Concours de la fonction publique : quel est le profil des jeunes candidats ?

Fonction publique

Femmes, diplômées, originaires de villes-centres et d’aires urbaines moyennes… : voilà à quoi ressemble le portrait-robot des jeunes candidats aux concours de la fonction publique, dont le Centre d’études et de recherches sur les qualifications a analysé le profil.

Plus d’un jeune sur dix passe un concours pour devenir fonctionnaire à sa sortie du système éducatif, selon une enquête du Centre d’études et de recherches sur les qualifications (Céreq). La fonction publique de l’État (6,5 % de l’ensemble des candidats) les attire davantage que la fonction publique hospitalière (2,5 %) ou la fonction publique territoriale (2,2 %).

Près de 3 % d’entre eux se sont présentés à un concours d’enseignant. Plus de la moitié (56 %) – trois quarts pour la FPT – ne présentent qu’un seul concours. Parmi ceux qui en passent plusieurs, quatre sur dix tentent uniquement des concours permettant d’intégrer le même corps ou cadre d’emplois, et ils sont peu nombreux à candidater dans plusieurs versants.

« Cela peut s’expliquer par la relativement faible sélectivité des concours de catégorie C de la FPT qui offrent le plus de postes dans ce versant, précisent les auteurs de l’étude. Les candidats ont ainsi davantage de chances d’être lauréats dans la FPT et donc de ne pas avoir à repasser un concours auquel ils échoueraient ». Et la fonction publique de l’État ouvre plus de concours que la FPT, autre raison pour que les candidats en présentent davantage.

La participation aux concours est deux fois plus importante chez les femmes, et augmente avec le niveau de diplôme : 19,8 % pour les bac +5 et 30,4 % parmi les titulaires d’un doctorat. Les formations littéraires, économiques et scientifiques ou dans les services prédisposent les jeunes à se présenter ; près d’un quart de ceux qui sont spécialisés en sciences humaines et en droit ont déjà passé un concours. À l’inverse, ce sont les jeunes issus des métiers de la production et de l’industrie qui candidatent le moins.

Lorsque leurs parents ont un bon niveau de diplôme (bac +2 à bac +4) ou sont tous les deux cadres, les enfants sont plus enclins à présenter des concours, contrairement aux jeunes dont l’un des parents au moins est immigré. Par ailleurs, la probabilité de participer à un concours de la fonction publique augmente fortement avec le niveau de diplôme.

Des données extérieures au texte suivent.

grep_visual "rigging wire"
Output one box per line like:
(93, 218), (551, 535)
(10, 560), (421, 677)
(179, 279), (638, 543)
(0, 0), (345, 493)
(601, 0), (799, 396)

L’appartenance géographique a également une influence : les candidats sont plutôt originaires de villes-centres, d’aires urbaines de taille moyenne ou d’outre-mer, tandis que le fait d’habiter une très grande aire urbaine ou Paris semble ne pas inciter à passer des concours.

Le Céreq a également cherché à connaître les motivations des participants aux concours, dont neuf sur dix évoquent l’intérêt du métier. Les candidats peuvent être classés en trois grands groupes : ceux qui ont une vocation pour le métier (51 %), généralement parce qu’ils souhaitent enseigner ou travaillent déjà dans la fonction publique ; ceux qui marquent un intérêt général pour la fonction publique (37 %), en principe des candidats aux concours de catégorie B et C, avec le plus souvent un niveau bac à bac +4, qui sont devenus employés ou employés qualifiés ; enfin, les candidats aux concours par défaut (12 %), qui présentent plutôt des concours de catégorie C, sont moins diplômés, issus de familles précaires et occupent un CDD.

Les jeunes qui n’ont jamais passé de concours (90 %) se répartissent en quatre groupes : ceux qui ont connu un accès direct à l’emploi (35 %), généralement diplômés du supérieur ; ceux qui ont un déficit d’information sur les concours (36 %), davantage non-diplômés, chômeurs, ou qui ont repris des études ; ceux qui disent avoir des difficultés pour candidater et réussir (15 %), souvent peu ou pas diplômés, originaires d’outre-mer et chômeurs trois ans après la fin de leurs études ; le dernier groupe marque un désintérêt général pour la fonction publique (14 %) – des enfants de cadres, plutôt diplômés d’un bac +5, originaires de région parisienne.

Parmi les critères importants, se trouvent aussi l’équilibre entre vie professionnelle et vie privée et l’implication dans un travail utile à la société (plus que la rémunération). Quant aux femmes, elles s’attachent plus que les hommes à l’intérêt du poste, en particulier les candidates de la FPT.

Marie Gasnier

Zoom sur la FPT :

Peu d’hommes se présentent aux concours de la FPT, qui rassemblent davantage de candidats diplômés de niveau CAP‐BEP et de niveau bac +2 à bac +4, ainsi que de jeunes spécialisés notamment dans les services aux collectivités et dans l’agriculture.